Pakistan suffered a major setback on Friday as the Asia Pacific Group (APG)- the regional affiliate of the Financial Action Task Force (FATF) – included it in the enhanced list of blacklisted countries.
After being found non-complaint in 32 of the 40 compliance parametres, Pakistan was placed in the enhanced expedited follow-up list after two days of discussions in Australia, during the FATF APG meeting.
"The APG has placed Pakistan on the Enhanced Expedited Follow Up List (Black List) for failure to meet its standards," Press Trust of India news agency quoted an Indian official privy to the development as saying.
A Pakistan foreign ministry official claimed the group evaluated the country and put it under observation for one year.
"Mutual evaluation is an annual process. Pakistan's actions are to be observed and reviewed after one year now," a Pakistan government official said.
This is separate from the FATF review, which will be decided at a plenary session in Paris in October 2019. Nevertheless, the Imran Khan government may find it very difficult to get the country off the FATF greylist considering the APG's Mutual Evaluation report will play a crucial role in whether Pakistan is removed from the FATF grey list or not.
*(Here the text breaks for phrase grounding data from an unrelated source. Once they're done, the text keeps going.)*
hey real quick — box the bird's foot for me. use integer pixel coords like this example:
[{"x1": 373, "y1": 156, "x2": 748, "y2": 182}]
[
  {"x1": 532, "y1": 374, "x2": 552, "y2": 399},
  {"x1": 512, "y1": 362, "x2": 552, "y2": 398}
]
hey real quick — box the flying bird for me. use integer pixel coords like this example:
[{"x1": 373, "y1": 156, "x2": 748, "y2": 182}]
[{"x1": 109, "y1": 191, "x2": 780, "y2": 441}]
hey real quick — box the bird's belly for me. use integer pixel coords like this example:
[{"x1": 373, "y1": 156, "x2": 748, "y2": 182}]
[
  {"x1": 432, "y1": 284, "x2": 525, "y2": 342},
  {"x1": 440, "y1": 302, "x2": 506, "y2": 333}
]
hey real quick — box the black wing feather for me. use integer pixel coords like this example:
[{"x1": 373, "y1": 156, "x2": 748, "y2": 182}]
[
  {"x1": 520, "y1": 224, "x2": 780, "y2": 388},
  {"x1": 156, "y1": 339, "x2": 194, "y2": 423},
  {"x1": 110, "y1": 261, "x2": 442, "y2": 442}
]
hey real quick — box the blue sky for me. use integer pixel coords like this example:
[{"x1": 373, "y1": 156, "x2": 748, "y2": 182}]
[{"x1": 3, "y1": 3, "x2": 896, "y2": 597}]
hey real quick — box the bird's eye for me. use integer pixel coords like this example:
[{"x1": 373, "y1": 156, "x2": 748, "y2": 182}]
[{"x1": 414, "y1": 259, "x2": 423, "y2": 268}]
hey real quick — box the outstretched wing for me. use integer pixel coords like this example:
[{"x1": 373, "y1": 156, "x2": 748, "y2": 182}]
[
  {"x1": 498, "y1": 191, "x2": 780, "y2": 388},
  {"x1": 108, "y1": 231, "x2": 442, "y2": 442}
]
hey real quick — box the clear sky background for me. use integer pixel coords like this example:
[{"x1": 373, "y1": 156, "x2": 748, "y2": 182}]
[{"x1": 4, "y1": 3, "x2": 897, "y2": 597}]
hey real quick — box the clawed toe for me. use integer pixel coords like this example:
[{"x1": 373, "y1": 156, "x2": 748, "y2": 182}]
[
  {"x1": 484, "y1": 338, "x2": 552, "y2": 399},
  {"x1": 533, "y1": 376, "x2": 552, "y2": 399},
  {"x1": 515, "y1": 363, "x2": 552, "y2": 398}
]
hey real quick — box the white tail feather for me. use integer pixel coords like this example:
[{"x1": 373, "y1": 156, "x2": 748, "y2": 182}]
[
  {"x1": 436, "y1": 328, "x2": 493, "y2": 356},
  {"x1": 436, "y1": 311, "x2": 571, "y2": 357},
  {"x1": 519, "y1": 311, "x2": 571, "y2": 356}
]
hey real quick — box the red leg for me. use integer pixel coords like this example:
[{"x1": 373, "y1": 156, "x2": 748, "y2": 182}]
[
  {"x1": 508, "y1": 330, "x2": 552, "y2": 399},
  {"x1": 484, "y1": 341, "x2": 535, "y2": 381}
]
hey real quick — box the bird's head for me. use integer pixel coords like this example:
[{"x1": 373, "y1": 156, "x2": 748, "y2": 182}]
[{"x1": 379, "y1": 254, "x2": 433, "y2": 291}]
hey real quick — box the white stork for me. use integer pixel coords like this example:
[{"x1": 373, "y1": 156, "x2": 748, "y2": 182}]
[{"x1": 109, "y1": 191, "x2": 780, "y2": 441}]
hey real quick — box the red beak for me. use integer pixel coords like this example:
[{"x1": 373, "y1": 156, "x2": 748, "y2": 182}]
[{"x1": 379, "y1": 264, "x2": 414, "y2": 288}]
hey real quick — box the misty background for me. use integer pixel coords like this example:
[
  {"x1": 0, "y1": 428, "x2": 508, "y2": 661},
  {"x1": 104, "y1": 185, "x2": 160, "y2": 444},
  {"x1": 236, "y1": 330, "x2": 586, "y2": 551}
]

Last month, Pakistan's principal revenue collection agency, the Federal Board of Revenue (FBR) established a FATF cell to gather information on reported incidents of terror financing through currency smuggling.
In June 2018, Pakistan was placed on the FATF grey list of jurisdictions, for not doing enough in the way of counter-terrorist funding and anti-money laundering measures. Subsequently, the country agreed to implement a new, time-bound action plan endorsed by the FATF.
The FATF, during its 3rd plenary meet in the US city of Orlando, Florida in June, highlighted that Pakistan had already missed two deadlines related to the implementation of the action plan announced in the previous year.
The Paris based inter-governmental organisation formed to check on money laundering across the globe has asked Pakistan to complete its action plan by October 2019, when the last set of action plan items are set to expire.
Blacklisting under the anti-terror funding watchdog could affect the country's response to requests for mutual legal assistance from foreign countries in money laundering cases.